Expression systems based on strong constitutive promoters have been developed using glucose, glycerol or sorbitol as carbon source. Since no induction is needed for constitutive promoter expression, peak production of heterologous proteins can be achieved in a relatively short fermentation period. The glyceraldehyde-3-phosphate dehydrogenase (GAPDH) promoter (P GAP or P GAPDH ) was isolated (Waterham et al. 1997) and used for constitutive expression of many heterologous proteins (Li et al. 2010; Zhang et al. 2009). A library of P GAP variants with various strengths of heterologous protein expression was developed (Qin et al. 2011). The translation elongation factor 1-alpha promoter (P TEF1 ) (Ahn et al. 2007) and a set of 24 novel P. pastoris promoters were also reported (Stadlmayr et al. 2010). However, the number of strong promoters available for heterologous protein production in P. pastoris is still limited and more constitutive promoters are needed.
The gene Chr1-4_0586 (named GCW14), that encodes a potential glycosyl phosphatidyl inositol (GPI)-anchored protein (termed GCW14p), exhibited the highest expression level when P. pastoris was cultivated with glycerol in our previous study (Liang et al. 2012).
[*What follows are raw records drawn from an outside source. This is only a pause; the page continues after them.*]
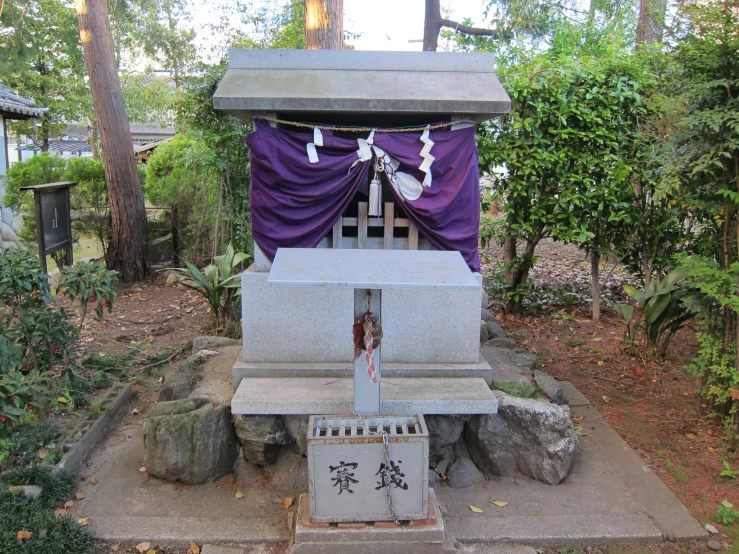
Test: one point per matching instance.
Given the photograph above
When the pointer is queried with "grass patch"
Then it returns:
(49, 534)
(516, 388)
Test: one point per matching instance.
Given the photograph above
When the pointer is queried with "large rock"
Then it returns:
(211, 343)
(463, 473)
(483, 332)
(530, 436)
(262, 437)
(178, 385)
(297, 426)
(189, 440)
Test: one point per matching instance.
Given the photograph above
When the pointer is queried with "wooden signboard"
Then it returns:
(53, 219)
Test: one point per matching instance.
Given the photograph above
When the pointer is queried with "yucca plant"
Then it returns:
(217, 283)
(663, 311)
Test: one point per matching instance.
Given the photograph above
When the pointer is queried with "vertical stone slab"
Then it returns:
(294, 325)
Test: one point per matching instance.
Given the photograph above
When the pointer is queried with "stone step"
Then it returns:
(242, 369)
(315, 395)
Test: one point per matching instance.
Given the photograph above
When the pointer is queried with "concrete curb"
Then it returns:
(97, 431)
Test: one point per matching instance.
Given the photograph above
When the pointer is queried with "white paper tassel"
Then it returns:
(375, 204)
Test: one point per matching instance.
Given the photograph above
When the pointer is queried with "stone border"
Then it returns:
(95, 433)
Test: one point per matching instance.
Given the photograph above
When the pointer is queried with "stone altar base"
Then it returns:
(415, 537)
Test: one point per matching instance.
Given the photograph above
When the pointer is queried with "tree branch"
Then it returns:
(468, 30)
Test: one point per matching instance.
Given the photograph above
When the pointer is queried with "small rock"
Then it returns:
(31, 491)
(210, 343)
(463, 473)
(507, 344)
(483, 332)
(495, 331)
(714, 545)
(245, 472)
(550, 387)
(486, 315)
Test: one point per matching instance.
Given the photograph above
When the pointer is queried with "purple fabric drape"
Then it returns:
(295, 203)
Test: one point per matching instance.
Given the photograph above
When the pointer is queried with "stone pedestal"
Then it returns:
(412, 537)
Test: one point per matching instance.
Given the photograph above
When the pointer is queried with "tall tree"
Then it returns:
(40, 58)
(167, 40)
(324, 24)
(128, 232)
(651, 21)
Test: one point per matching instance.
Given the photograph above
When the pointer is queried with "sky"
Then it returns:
(383, 24)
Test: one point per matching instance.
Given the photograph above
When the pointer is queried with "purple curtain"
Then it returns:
(295, 203)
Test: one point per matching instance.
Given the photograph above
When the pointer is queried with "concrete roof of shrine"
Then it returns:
(432, 85)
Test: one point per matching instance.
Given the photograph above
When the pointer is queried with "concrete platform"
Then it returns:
(610, 497)
(243, 369)
(421, 536)
(301, 396)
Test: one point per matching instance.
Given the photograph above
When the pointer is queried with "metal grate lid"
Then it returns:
(399, 426)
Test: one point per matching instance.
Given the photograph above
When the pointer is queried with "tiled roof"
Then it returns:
(16, 107)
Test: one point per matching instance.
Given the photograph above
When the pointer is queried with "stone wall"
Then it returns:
(10, 222)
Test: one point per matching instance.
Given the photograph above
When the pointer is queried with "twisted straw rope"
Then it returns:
(354, 129)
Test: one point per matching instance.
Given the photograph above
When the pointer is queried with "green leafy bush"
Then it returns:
(49, 534)
(217, 283)
(94, 286)
(663, 311)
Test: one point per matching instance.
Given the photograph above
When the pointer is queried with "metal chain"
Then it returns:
(386, 472)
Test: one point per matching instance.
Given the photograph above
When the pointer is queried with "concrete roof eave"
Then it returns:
(343, 81)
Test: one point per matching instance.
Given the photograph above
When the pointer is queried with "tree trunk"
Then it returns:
(324, 24)
(595, 284)
(431, 25)
(650, 24)
(128, 234)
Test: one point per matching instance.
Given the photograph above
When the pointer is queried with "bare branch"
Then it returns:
(468, 30)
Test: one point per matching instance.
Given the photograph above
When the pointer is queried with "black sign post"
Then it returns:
(53, 219)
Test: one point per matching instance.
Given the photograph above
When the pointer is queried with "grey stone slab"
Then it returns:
(243, 369)
(659, 503)
(431, 326)
(335, 396)
(556, 530)
(572, 396)
(295, 324)
(355, 60)
(431, 83)
(371, 269)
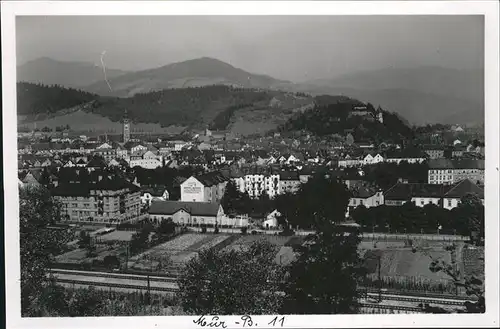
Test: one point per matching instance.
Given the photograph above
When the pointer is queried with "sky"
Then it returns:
(296, 48)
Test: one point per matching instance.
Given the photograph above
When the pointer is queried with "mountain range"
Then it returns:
(69, 74)
(421, 95)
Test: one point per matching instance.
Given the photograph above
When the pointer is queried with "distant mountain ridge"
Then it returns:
(243, 110)
(192, 73)
(420, 95)
(68, 74)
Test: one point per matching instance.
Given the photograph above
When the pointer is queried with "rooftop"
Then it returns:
(193, 208)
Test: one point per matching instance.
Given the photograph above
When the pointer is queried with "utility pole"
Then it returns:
(379, 279)
(149, 291)
(126, 260)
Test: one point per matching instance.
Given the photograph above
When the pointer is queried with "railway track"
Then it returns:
(115, 275)
(393, 307)
(419, 300)
(115, 285)
(417, 294)
(387, 295)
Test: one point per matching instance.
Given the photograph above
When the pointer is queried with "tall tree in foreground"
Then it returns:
(38, 244)
(472, 283)
(325, 276)
(243, 281)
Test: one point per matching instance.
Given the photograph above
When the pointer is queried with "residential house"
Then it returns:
(364, 195)
(458, 190)
(209, 187)
(145, 159)
(289, 182)
(153, 193)
(434, 151)
(109, 199)
(271, 221)
(107, 153)
(187, 213)
(446, 171)
(350, 161)
(372, 159)
(408, 155)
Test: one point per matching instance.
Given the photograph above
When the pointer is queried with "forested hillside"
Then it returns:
(41, 99)
(188, 106)
(337, 118)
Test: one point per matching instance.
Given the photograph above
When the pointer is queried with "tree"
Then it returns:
(325, 275)
(473, 283)
(140, 240)
(38, 243)
(232, 282)
(319, 201)
(166, 227)
(469, 217)
(233, 200)
(84, 239)
(111, 261)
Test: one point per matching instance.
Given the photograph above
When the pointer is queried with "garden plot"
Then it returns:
(246, 240)
(176, 251)
(405, 263)
(209, 242)
(117, 236)
(78, 256)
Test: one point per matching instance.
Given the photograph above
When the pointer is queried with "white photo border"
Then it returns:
(489, 9)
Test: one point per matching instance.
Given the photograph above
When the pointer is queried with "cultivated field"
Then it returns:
(404, 263)
(176, 252)
(117, 236)
(79, 256)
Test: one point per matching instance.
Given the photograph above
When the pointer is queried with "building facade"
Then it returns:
(445, 171)
(107, 201)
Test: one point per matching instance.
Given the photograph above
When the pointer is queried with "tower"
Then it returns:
(126, 128)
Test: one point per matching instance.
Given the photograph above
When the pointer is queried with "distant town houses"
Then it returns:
(422, 194)
(187, 213)
(209, 187)
(146, 159)
(364, 195)
(434, 151)
(153, 193)
(101, 198)
(446, 171)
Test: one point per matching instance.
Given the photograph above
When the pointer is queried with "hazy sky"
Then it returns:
(295, 48)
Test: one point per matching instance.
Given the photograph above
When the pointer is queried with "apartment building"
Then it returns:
(108, 200)
(446, 171)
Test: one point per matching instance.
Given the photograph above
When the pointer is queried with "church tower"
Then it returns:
(126, 128)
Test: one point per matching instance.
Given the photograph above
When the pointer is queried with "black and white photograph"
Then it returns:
(238, 170)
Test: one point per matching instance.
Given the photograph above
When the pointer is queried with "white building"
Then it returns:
(150, 194)
(271, 220)
(209, 187)
(372, 159)
(445, 171)
(256, 184)
(188, 213)
(147, 160)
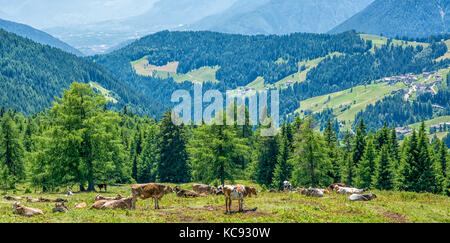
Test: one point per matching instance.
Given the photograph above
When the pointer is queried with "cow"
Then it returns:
(124, 203)
(185, 193)
(204, 189)
(231, 193)
(80, 205)
(26, 211)
(151, 190)
(60, 208)
(315, 192)
(287, 186)
(100, 197)
(98, 204)
(41, 199)
(249, 191)
(335, 186)
(359, 197)
(349, 190)
(11, 198)
(102, 186)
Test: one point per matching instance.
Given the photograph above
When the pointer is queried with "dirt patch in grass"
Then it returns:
(393, 216)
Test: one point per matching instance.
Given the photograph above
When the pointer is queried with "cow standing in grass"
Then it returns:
(151, 190)
(231, 193)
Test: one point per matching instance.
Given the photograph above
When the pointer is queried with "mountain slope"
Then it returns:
(37, 36)
(98, 37)
(281, 16)
(31, 75)
(411, 18)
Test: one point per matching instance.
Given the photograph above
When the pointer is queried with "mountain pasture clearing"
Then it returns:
(392, 207)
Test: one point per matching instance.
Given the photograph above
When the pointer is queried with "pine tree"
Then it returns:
(172, 164)
(366, 169)
(312, 167)
(348, 169)
(360, 142)
(282, 169)
(333, 152)
(82, 144)
(11, 148)
(384, 176)
(426, 181)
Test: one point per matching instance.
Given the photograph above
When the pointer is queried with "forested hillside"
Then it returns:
(410, 18)
(60, 148)
(37, 36)
(31, 75)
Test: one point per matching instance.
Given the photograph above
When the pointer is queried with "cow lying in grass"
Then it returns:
(151, 190)
(206, 189)
(316, 192)
(231, 193)
(80, 205)
(100, 197)
(359, 197)
(26, 211)
(249, 191)
(185, 193)
(41, 199)
(123, 203)
(335, 186)
(11, 198)
(349, 190)
(60, 208)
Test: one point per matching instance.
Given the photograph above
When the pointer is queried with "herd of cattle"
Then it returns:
(157, 191)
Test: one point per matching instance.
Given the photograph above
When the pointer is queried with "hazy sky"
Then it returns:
(51, 13)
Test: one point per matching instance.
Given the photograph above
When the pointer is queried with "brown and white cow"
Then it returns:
(124, 203)
(231, 193)
(26, 211)
(203, 189)
(151, 190)
(249, 191)
(185, 193)
(100, 197)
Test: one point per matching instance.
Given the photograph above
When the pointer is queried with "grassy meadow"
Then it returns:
(389, 207)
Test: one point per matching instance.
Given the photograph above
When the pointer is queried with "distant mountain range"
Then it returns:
(281, 16)
(411, 18)
(37, 36)
(32, 75)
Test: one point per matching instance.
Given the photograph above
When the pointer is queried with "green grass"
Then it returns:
(356, 100)
(436, 120)
(300, 76)
(378, 41)
(203, 74)
(271, 207)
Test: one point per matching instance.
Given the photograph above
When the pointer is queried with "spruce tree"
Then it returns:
(173, 159)
(366, 169)
(333, 152)
(11, 148)
(360, 142)
(282, 169)
(384, 176)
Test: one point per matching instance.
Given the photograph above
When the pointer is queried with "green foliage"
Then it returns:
(173, 158)
(311, 164)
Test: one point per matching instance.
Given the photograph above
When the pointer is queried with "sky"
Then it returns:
(44, 14)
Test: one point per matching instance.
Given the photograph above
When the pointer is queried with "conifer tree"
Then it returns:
(360, 142)
(384, 176)
(333, 152)
(173, 157)
(11, 148)
(282, 168)
(367, 167)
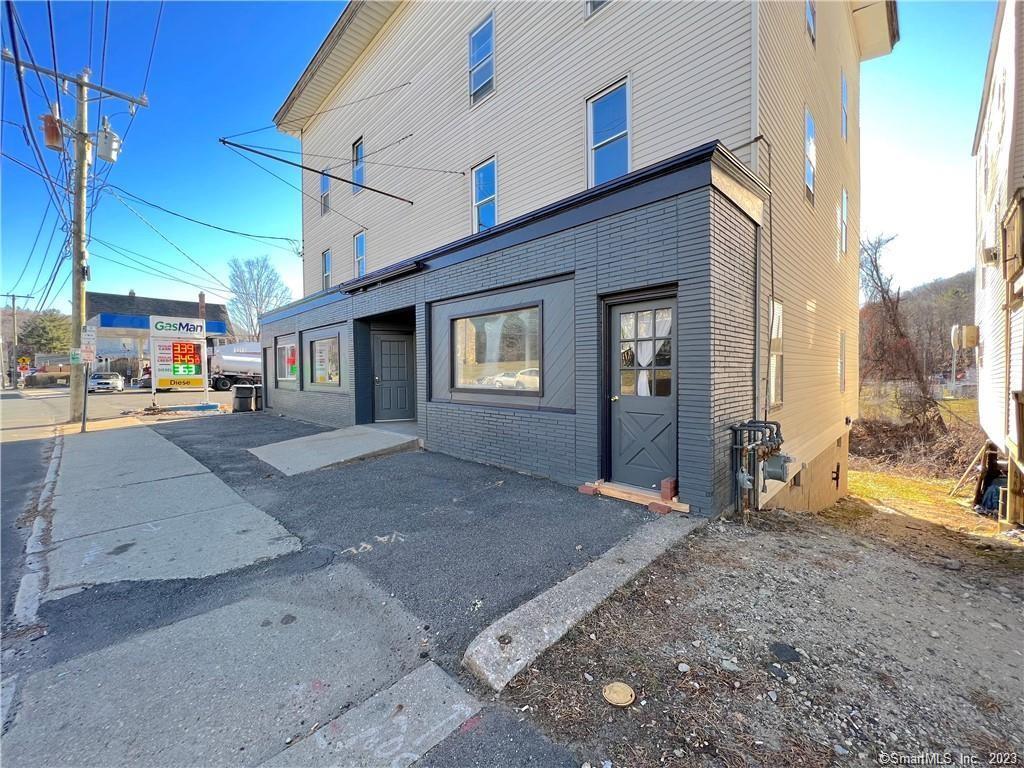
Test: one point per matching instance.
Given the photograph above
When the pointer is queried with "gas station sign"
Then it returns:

The transcriptional level of GCW14 was marginally lower than AOX1 but significantly higher than other genes when the carbon source was shifted from glycerol to methanol. These results indicate that GCW14 possesses effective and strong promoter sequences. In this study, the potential promoter P GCW14 was isolated from Chr1-4_0586 and its promoter activity was compared to P GAP and P TEF1 using enhanced green fluorescent protein (EGFP) as the reporter.
Materials and methods
Strains and media
Escherichia coli Top10F’ and P. pastoris X33 were cultured as previously described (Liang et al. 2013). E. coli transformants and P. pastoris transformants were selected on LBLZ agar plates (10 g tryptone/l, 5 g yeast extract/l, 5 g NaCl/l, 20 g agar/l, and 25 mg zeocin/l) and YPDZ plates (20 g peptone/l, 10 g yeast extract/l, 20 g dextrose/l, 20 g agar/l, and 100 mg zeocin/l), respectively. Buffered minimal media contained 10 g yeast extract/l, 20 g peptone/l, 100 mM potassium phosphate buffer at pH 6.0, and 13.4 g yeast nitrogen base (YNB) /l without amino acids. Media had either 20 g dextrose/l for BMDY, 10 g glycerol/l for BMGY, 1 % (v/v) ethanol for BMEY, or 1 % (v/v) methanol for BMMY. Strains and primers used are listed in Supplementary Table 1.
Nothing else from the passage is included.